O Sr. Mário de Figueiredo: - Depois de reflectir, convenci-me de que o devia fazer e pôr-lhe a questão.

O problema que está posto, pelo menos como V. Ex.ª o referiu, é o problema da eleição do Chefe do Estado e dos artigos constitucionais com ela ligados. Portanto, não está posto para solução o problema da designação do Chefe do Estado dentro do pensamento que tem sido o animador de toda a vida política de V. Ex.ª O problema que se põe é o de saber qual o melhor sistema de designação do Chefe do Estado dentro do regime. Quer dizer: é o da designação, num certo sistema constitucional, do Chefe do Estado; sendo assim, se se vota contra um certo sistema, é porque se pretende que fique consagrado um outro sistema, mas sempre no mesmo plano.

O Sr. Carlos Moreira: - Não apoiado!

O Sr. Mário de Figueiredo: - Eu nem chego a compreender como é que neste plano, as coisas podem pôr--se diversamente.

Há um certo problema que V. Ex.ª gostaria de ver resolvido em determinado sentido, mas esse problema não está posto.

O Sr. Carlos Moreira: - Não está posto pelo Governo, mas pode pôr-se perante a consciência política do Deputado.

O Sr. Mário de Figueiredo:- Portanto, V. Ex.ª é arrastado a esta posição: votar contra um sistema de eleição e, com isso, consagrar outro sistema de eleições pior que esse.

Estava a embaraçar-me a questão, nos termos em que V. Ex.ª a pôs, porque não acho que tenha sido posta no verdadeiro terreno. Na verdade, na hipótese, votando V. Ex.ª contra um certo sistema de designação do Chefe do Estado, que está proposto, está a votar por outro sistema de eleição - o que existe.

Em qualquer caso, vota por um sistema de eleição do Chefe do Estado tanto quando vota por, como quando vota contra, que é o que V. Ex.ª não quer.

Em qualquer hipótese, V. Ex.ª está a votar por um certo sistema de designação do Chefe do Estado.

O Orador: - A consideração e o respeito que V. Ex.ª me merece obrigam-me então a ser mais explícito. Eu disse saber que não tinha sido eleito como monárquico, mas acrescentei que por ter sido eleito não deixara de ser monárquico.

Portanto, se o julgasse oportuno nesta conjuntura, facilmente teria posto o dedo na ferida, porque bastava substituir uma palavra no artigo 5.º da Constituição para transformar o regime republicano em monárquico.

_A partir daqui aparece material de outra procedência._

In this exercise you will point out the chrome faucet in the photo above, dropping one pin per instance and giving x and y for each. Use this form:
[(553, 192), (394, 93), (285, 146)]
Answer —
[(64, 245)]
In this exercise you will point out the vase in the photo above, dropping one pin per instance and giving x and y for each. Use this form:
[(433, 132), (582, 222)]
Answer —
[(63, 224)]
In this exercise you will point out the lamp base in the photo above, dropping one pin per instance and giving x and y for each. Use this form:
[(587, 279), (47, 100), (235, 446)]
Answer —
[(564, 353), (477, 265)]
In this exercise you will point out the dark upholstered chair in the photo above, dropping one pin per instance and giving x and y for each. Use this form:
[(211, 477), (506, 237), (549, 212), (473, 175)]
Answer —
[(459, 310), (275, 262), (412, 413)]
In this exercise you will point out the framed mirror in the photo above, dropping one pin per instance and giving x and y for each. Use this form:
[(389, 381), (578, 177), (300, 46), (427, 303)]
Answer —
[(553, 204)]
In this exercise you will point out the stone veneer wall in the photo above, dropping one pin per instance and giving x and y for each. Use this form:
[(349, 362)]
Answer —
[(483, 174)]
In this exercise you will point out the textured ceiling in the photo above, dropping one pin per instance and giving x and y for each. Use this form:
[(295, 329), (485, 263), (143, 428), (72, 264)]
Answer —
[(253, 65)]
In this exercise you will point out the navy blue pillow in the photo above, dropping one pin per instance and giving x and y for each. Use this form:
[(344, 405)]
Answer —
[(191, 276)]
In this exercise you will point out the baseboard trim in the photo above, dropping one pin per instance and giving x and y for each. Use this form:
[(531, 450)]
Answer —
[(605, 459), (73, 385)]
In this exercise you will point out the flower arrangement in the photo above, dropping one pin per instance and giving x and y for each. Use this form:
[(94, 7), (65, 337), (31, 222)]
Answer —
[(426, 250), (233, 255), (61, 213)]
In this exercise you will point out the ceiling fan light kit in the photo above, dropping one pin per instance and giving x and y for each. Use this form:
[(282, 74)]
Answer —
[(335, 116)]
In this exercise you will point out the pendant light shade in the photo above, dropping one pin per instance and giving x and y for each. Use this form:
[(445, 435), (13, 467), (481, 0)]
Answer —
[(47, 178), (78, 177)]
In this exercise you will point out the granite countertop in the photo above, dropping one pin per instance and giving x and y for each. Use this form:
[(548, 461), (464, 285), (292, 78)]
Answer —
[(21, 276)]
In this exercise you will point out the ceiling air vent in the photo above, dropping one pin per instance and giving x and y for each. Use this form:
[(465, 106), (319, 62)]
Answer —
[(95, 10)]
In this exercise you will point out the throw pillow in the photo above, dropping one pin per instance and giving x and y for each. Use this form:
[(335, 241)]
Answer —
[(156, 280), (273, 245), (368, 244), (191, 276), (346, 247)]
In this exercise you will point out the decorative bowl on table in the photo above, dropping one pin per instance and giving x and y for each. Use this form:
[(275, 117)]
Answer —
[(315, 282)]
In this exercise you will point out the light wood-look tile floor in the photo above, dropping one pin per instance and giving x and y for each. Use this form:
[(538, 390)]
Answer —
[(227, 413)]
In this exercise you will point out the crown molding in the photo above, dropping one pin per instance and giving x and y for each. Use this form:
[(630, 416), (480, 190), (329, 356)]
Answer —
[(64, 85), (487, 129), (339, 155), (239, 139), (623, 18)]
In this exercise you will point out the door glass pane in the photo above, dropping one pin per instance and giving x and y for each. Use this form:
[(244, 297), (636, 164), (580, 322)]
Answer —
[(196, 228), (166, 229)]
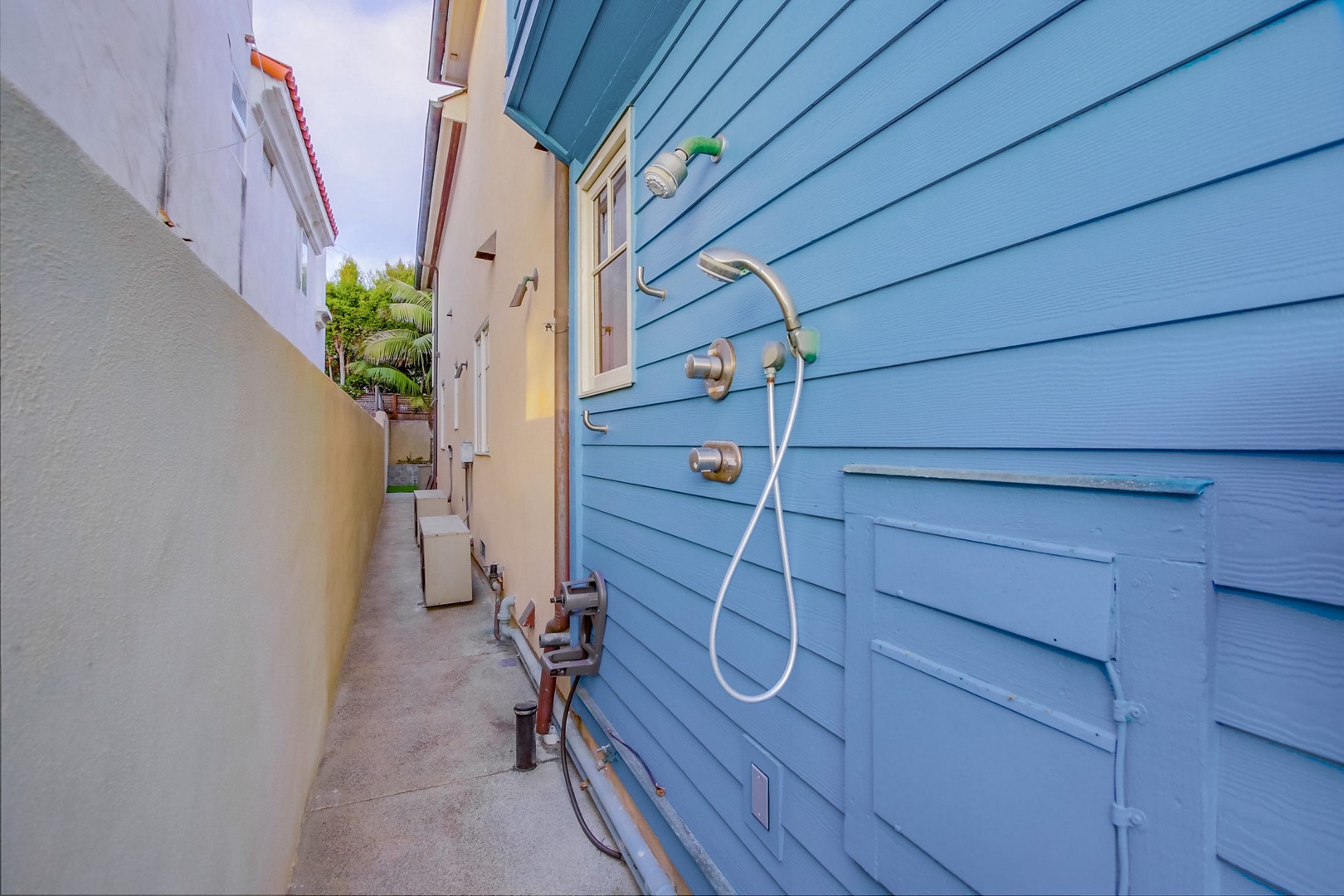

O que eu não posso é votar um artigo que impõe um sistema de escolha do Chefe do Estado por eleição, seja qual for o modo.

Quando V. Ex.ª diz que recusar um sistema de eleição é o mesmo que aprovar ou preferir outro que existia não tem razão, porque recuso toda e qualquer forma de sufrágio, por todas serem incompatíveis com a perenidade da realeza.

O Sr. Mário de Figueiredo: - Eu aceito a questão nesse pé. Mas o que afirmo é que votando contra está a votar por V. Ex.ª entende que o Chefe do Estado não deve ser eleito; mas esse problema não está posto. Se não está posto, V. Ex.a, estando a votar contra um certo sistema, está a votar por outro, porque o problema que está posto, o único problema que está posto, é o da escolha entre vários sistemas de eleição do Chefe do Estado.

O Orador:- Rejeito todos. Rejeitei o de 1951, rejeitarei este e nada me impedia legalmente de propor em projecto de lei pura e simplesmente a substituição no artigo 5.º da palavra «República» por «Monarquia».

O Sr. Carlos Moreira: - V. Ex.ª dá-me licença?

O Orador:- Faz favor.

O Sr. Carlos Moreira: - Parece-me ter entendido o raciocínio de V. Ex.ª nos seguintes termos: V. Ex.ª, em face das tais imposições de ordem nacional de oportunidade e razões de vária ordem, entendeu que não podia atacar o problema frontalmente, isto é, que não devia trazê-lo agora aqui, por imposição da consciência política, embora pudesse fazê-lo em face das prerrogativas constitucionais.

Então, desde que não concorda com a forma do regime, V. Ex.ª alheia-se da escolha do Chefe do Estado electivo, seja qual for a forma da eleição.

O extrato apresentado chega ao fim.